Inside the invitation read:"She is taking the leap!"
Please join us in honoring
JENNIFER LOOK
At a bridal shower luncheon
June 14th at Noon
Vinny T's of Boston Dedham
Jennifer, the bride to be, was a classmate of Will's. Through their friendship, we met Jenn's parents, Laurie and Randy Look. Through the years, we have become family. We have celebrated good times and not so good times. Eleven years ago, they stood tall behind us propping our family up after the death of Aaron. It was to their summer retreat, a rustic camp, fifty miles on a dirt road on Sabeo Lake, Maine that we retreated when I couldn't face the offers of condolences offered to us. Aaron's ten month fight to survive aplastic anemia was very public with all the blood drives and bone marrow screenings in our little town and so after the funeral I found it difficult being out in public. I needed to be with close friends that knew Aaron intimately and the Looks' offered that refuge. We went to Sabeo with three other families...the Looks, Maureen and Ed Fuller and their three boys and Jeanine, the Look's other daughter, her husband Sean and their two babies, Chandler and Lauri-lee. We swam, kayaked, and went on long hikes. At night we sat on the beach around a camp fire telling "Aaron stories". One summer Aaron, along with Papa, had built the bunk house at Sabeo... there were many delicious stories from that time.
But back to Jennifer...for this is what this article is really about. Jenn is and always has been a very independent woman...she is at home in hiking boots more then high heels. At camp, she is as handy with a hammer as she is with a stirring spoon. She is her father's daughter. I think yesterday was the first time I ever saw Jenn in a dress, though I imagine she has worn them in the past. Jenn now resides in Sonoma, Arizona and is a nurse. This trip she will only be here for four days but in August we will enjoy her company at Sabeo Lake, for it is there, among the tall firs and the glistening lake waters, she will be wed. Of course the Evans Family is invited to share in the celebration.
So I was quite surprised yesterday to arrive at Vinny T's restaurant with my best friend Maureen Fuller and find Jenn in a dress... a beautiful orange frock that actually showed her curves. She even consented, for a few moments, to wear "a silly little bridal headgear" that her sister had made.

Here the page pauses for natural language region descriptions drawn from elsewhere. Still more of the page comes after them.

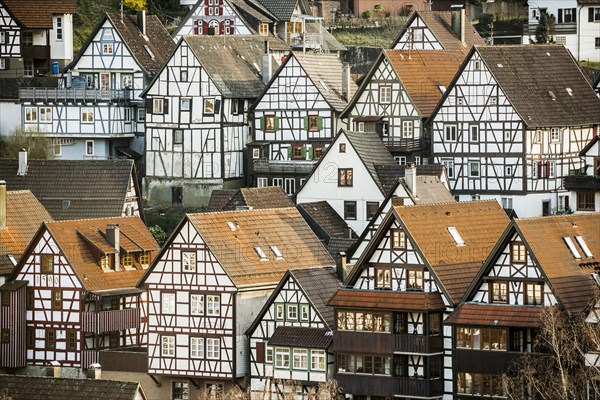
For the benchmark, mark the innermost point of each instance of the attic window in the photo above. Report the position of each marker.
(456, 236)
(584, 247)
(277, 252)
(150, 53)
(261, 254)
(572, 247)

I was pleased that the shower was an intimate little gathering of extended family and friends. After a hearty delicious meal, lots of great conversations, and silly little games, it was time for Jenn to open her presents. At first you could tell that she was really uncomfortable being the "center of attention" but as she read each card and opened a very personal gift, she became more relaxed. Her gifts were not glitzy place settings nor silverware or sheets...instead the gifts held memories of times long past.




This is a watercolor of Jennifer, taken from a photograph, of her fishing at Sabeo Lake, painted by her aunt.

Life is about celebrating our lives together....and we certainly celebrated yesterday!


Comments: 63
Your article is Featured in the Triple Name Club.
Thank you for the feature.
I can't wait till the wedding in August. What a great time we will have!
"I go to nature to be soothed and healed,
and to have my senses put in tune once more."
But of course you would receive those gifts. Jenn, on the other hand, is 37 and has lived independently for the last fifteen years and so for the most part, she has "stuff" that she has bought over the years. If you are just starting out, you do need sheets and pillows and towels, etc!
She is "one of a kind". We love her.
Thanks for dropping by. I'm sure you didn't tell a soul, not a sole! Lol!
Have I ever been practical in my lifetime? I fly by the seat of my pants!
I really dislike shopping too but must admit those gift registries make it much easier for moi.
How wondrful you were able to get away with just the right people at just the right place in your time of need.
"Far better to give me "a gift from the heart"....something that let's me know you know who I am and what I value. That is what I call a true gift. If you are a true friend, you should know me and choose that which you know would bring a smile to my face."
The gifts that show that you know who I am and what I value....I love seeing what I think and feel down to my toes written down by another soul!
How beautiful the passage about healing time in Sebao...and how special these folks must be that they were your safe harbor.
I wish the new bride the happiest life.
The rest were all non-traditional. The regular ones were ordeals. The non-traditional ones were a joy.
It's experience and people that are important.
Your friend sounds like a special person and I wish her all the best as she embarks on a new chapter of her life.
I feel a shower should be a time of sharing congratulations with the guest of honor and the gift should be something you feel would be a treasure of joy to their new adventure in life.
BTW - I have yet to review a registry that had a gift on it that I could afford, or even the recipient would actually go out and buy for themselves due to the price. I stopped checking them out years ago and give a gift that I know they will treasure because it came from the heart and suited their personality.
Great article.
Registries are about practicality. True gifts come from the heart.
Wonderful article and pictures!
It's always wonderful when friends come together to celebrate.
Hey, I have internet again....yahoo!
Yes, Jan....I really don't think Jennifer needed "practical things"....heck, she's been on her own since she was 22.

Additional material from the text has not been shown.